The US’ byzantine system of patchwork, sectoral federal and state laws has made privacy compliance tough for business. Currently, all states have mostly sectoral (e.g., medical privacy, social security protections), laws on the books, but more states are looking to follow the lead of states like California and Maine in crafting broader legislation. All 50 states, plus the District of Columbia, Guam, and Puerto Rico also have data breach notice laws in place. It’s no secret that big tech firms are heavy political donors, and that compliance with dozens of disparate laws is far more costly than compliance with wholesale approaches like the GDPR. Privacy is also one of the few issue areas where bipartisan support is possible (albeit via very different means). That raises the question – will Congress push for a new federal Privacy Act? While many have speculated for years that a national privacy law is ‘on the horizon’, at best, we can offer only hopeful optimism.
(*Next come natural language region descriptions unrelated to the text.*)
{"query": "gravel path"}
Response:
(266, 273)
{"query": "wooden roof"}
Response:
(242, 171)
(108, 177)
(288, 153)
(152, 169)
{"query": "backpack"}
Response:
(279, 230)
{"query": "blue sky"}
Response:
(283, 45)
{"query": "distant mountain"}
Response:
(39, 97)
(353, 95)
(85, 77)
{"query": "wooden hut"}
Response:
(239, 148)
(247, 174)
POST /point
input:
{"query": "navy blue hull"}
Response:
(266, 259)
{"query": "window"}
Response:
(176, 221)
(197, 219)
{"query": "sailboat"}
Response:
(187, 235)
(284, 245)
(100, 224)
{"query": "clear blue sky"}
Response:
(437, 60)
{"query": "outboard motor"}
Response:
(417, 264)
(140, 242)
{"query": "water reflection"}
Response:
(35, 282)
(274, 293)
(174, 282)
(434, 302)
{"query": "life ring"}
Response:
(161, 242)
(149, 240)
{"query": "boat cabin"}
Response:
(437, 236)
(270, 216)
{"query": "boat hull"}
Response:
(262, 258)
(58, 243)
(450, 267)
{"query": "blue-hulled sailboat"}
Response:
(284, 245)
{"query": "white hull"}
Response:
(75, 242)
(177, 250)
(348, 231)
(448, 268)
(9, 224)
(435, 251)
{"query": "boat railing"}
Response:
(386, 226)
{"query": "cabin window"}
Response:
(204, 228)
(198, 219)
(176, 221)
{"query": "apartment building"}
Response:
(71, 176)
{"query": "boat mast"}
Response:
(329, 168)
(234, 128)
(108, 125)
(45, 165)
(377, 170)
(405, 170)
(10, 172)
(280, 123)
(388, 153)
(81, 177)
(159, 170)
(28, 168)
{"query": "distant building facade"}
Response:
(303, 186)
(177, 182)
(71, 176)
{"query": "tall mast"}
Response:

Cross-Border Data Protection
In July 2020, the Court of Justice of the European Union (CJEU) invalidated the U.S. Privacy Shield, a mechanism used by many US firms to transfer data between the EU and US. In the case of Irish Data Protection Commissioner v. Facebook, Schrems, et al. (Schrems II), the CJEU found that the US’ broad surveillance powers, lack of notice to affected EU data subjects, and virtually no right of redress, meant that the US law did not meet the level of data protections necessary to meet adequacy requirements under the GDPR. This ruling has the potential to nullify countless numbers of cross-border transfers for organizations large and small. Despite the Court’s broad declaration of invalidity, that hasn’t stopped the EU and US from trying to work things out. Currently, this task is undertaken by the Deputy Undersecretary for the Department of Commerce, and the recent appointment of Hoff signals that such talks may be top of mind for the administration. That said, it’s highly unlikely that the US will reform broad surveillance powers currently granted to the three-letter agencies, so the likelihood of meeting the spirit of the GDPR’s broad data protection obligations seems unlikely.